When exactly did the Civil War start? Yes, we all learned in school that it began with the firing on Fort Sumter in April of 1861. On the other hand, Encyclopedia Virginia Managing Editor Matthew Gibson will argue that the Civil War began at Harper’s Ferry in 1859. And Media Editor Matt Gaventa recently declared that World War II actually began with the Japanese invasion of Manchuria in 1937. History, of all things, is a moving target. That’s interesting to me.
But it also creates a problem for the encyclopedia. Here’s a sentence from our entry on Booker T. Washington: “Late in the summer of 1865, four months after the end of the American Civil War (1861–1865), Ferguson summoned his family to join him.” You’ll notice that we decided to parenthetically include the dates of events like the Civil War—but what if we can’t decide what those dates are supposed to be?
That’s what the Library of Congress is for. We have decided to defer to what’s called the Library of Congress Authorities. These are the library’s official classifications. For them, the Civil War started in 1861 and the Second World War in 1939.

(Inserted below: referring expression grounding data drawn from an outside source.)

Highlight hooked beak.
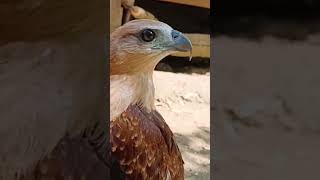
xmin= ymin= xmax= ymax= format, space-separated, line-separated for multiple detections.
xmin=170 ymin=30 xmax=192 ymax=60
xmin=171 ymin=30 xmax=192 ymax=52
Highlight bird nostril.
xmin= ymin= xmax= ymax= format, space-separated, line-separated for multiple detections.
xmin=172 ymin=30 xmax=180 ymax=39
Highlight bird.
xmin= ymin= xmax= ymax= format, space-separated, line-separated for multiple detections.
xmin=0 ymin=30 xmax=111 ymax=180
xmin=110 ymin=19 xmax=192 ymax=180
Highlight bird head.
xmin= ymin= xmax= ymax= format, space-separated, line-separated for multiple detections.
xmin=110 ymin=19 xmax=192 ymax=75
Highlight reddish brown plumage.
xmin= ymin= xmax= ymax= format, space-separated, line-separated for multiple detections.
xmin=20 ymin=137 xmax=108 ymax=180
xmin=18 ymin=19 xmax=189 ymax=180
xmin=110 ymin=104 xmax=184 ymax=180
xmin=109 ymin=19 xmax=191 ymax=179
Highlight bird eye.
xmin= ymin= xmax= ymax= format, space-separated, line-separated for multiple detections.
xmin=141 ymin=29 xmax=156 ymax=42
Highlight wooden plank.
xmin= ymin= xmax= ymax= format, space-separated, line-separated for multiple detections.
xmin=110 ymin=0 xmax=123 ymax=32
xmin=173 ymin=33 xmax=210 ymax=58
xmin=157 ymin=0 xmax=210 ymax=9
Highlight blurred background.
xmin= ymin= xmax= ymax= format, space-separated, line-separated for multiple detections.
xmin=213 ymin=1 xmax=320 ymax=179
xmin=111 ymin=0 xmax=210 ymax=179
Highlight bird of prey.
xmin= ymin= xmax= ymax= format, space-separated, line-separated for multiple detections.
xmin=0 ymin=36 xmax=110 ymax=180
xmin=110 ymin=19 xmax=192 ymax=180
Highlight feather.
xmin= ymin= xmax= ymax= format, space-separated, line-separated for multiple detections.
xmin=110 ymin=105 xmax=184 ymax=180
xmin=110 ymin=19 xmax=190 ymax=180
xmin=19 ymin=136 xmax=109 ymax=180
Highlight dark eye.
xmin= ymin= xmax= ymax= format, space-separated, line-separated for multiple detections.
xmin=141 ymin=29 xmax=156 ymax=42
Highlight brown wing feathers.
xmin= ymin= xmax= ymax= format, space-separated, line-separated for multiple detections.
xmin=20 ymin=136 xmax=108 ymax=180
xmin=110 ymin=104 xmax=184 ymax=180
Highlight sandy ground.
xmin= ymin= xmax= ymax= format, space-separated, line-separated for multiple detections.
xmin=213 ymin=36 xmax=320 ymax=180
xmin=153 ymin=71 xmax=210 ymax=180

The LOC also clears up confusion about writers’ names. Take the example of Emily Tapscott Clark Balch (1890–1953), who was the founding editor of the Reviewer, a Richmond-based magazine that helped spark the Southern Renaissance. The Library of Congress prefers Emily Clark and, for the sake of brevity if nothing else, so do we. But the library also lists her birth year as 1893. In this case, our contributor, Leanne E. Smith, did the leg work, and we’ll happily defer to her.
There’s authority, and there is authority.